Au titre de l’assurance retraite de base, les professionnels du droit concernés restent soumis à une cotisation forfaitaire progressive, dont le montant dépend de leur ancienneté au barreau. En 2026, cette cotisation s’élève à 363 euros pour la première année d’exercice (contre 351 euros en 2025), à 730 euros pour la deuxième année (au lieu de 705 euros l’an dernier), à 1 145 euros pour la troisième année (versus 1 106 euros précédemment), à 1 558 euros pour les quatrième et cinquième années (vs 1 505 euros en 2025).
À partir de la sixième année et pour les avocats âgés de 65 ans et plus, elle s’élève désormais à 1 988 euros, après 1 921 euros l’an passé. En revanche, le taux de la cotisation proportionnelle, calculée à titre provisionnel sur le revenu net de 2024 dans la limite d’un plafond de 297 549 euros, demeure inchangé à 3,20 %. Quant à la cotisation due en début d’activité, elle est portée à 292 euros pour les avocats inscrits à la CNBF en 2025 et en 2026 (un montant qui était de 277 euros en 2025).
Côté invalidité-décès, aucun ajustement n’est opéré : la cotisation forfaitaire annuelle reste fixée à 68 euros pour les quatre premières années d’exercice, puis à 170 euros à compter de la cinquième année. Les retraités actifs demeurent, de leur côté, redevables de 500 euros.

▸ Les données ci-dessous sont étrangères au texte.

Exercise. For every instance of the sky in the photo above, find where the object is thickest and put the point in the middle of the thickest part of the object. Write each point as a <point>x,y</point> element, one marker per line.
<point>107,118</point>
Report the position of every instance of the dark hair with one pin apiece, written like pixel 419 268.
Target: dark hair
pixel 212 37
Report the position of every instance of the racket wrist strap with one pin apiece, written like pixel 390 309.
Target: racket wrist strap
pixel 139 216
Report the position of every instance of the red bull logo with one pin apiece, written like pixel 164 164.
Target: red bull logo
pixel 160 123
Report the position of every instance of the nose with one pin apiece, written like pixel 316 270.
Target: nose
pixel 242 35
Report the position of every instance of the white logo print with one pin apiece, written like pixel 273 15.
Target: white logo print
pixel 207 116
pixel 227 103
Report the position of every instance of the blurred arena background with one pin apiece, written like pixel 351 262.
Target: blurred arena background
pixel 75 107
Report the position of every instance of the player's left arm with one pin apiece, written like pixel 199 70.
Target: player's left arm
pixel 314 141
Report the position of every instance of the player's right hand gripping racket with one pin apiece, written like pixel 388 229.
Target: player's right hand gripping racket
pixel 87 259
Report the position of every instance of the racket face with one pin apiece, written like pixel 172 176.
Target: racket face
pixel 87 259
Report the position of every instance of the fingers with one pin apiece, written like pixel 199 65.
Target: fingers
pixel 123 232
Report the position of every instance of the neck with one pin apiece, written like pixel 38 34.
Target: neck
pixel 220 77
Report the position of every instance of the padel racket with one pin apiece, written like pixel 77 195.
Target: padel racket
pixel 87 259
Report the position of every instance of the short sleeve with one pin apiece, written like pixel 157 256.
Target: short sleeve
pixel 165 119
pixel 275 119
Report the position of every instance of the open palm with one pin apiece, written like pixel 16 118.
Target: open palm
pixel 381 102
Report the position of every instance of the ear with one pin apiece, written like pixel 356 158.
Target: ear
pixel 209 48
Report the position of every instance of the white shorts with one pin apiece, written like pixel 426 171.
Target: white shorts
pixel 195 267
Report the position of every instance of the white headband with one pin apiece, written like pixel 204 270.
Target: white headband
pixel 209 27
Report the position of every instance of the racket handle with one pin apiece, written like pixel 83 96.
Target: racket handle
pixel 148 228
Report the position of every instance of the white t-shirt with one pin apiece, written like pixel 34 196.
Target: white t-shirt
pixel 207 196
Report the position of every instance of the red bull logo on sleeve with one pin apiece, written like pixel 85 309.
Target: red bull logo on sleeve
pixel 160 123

Enfin, pour la retraite complémentaire, les avocats libéraux s’acquittent d’une cotisation dont le taux et le montant varient selon leur revenu professionnel et la classe choisie (de la classe 1 à la classe 3 +). En 2026, la cotisation provisionnelle de début d’activité est portée à 639 euros pour les avocats de classe 1 inscrits à la CNBF en 2025 ou 2026, contre 465 euros l’an dernier.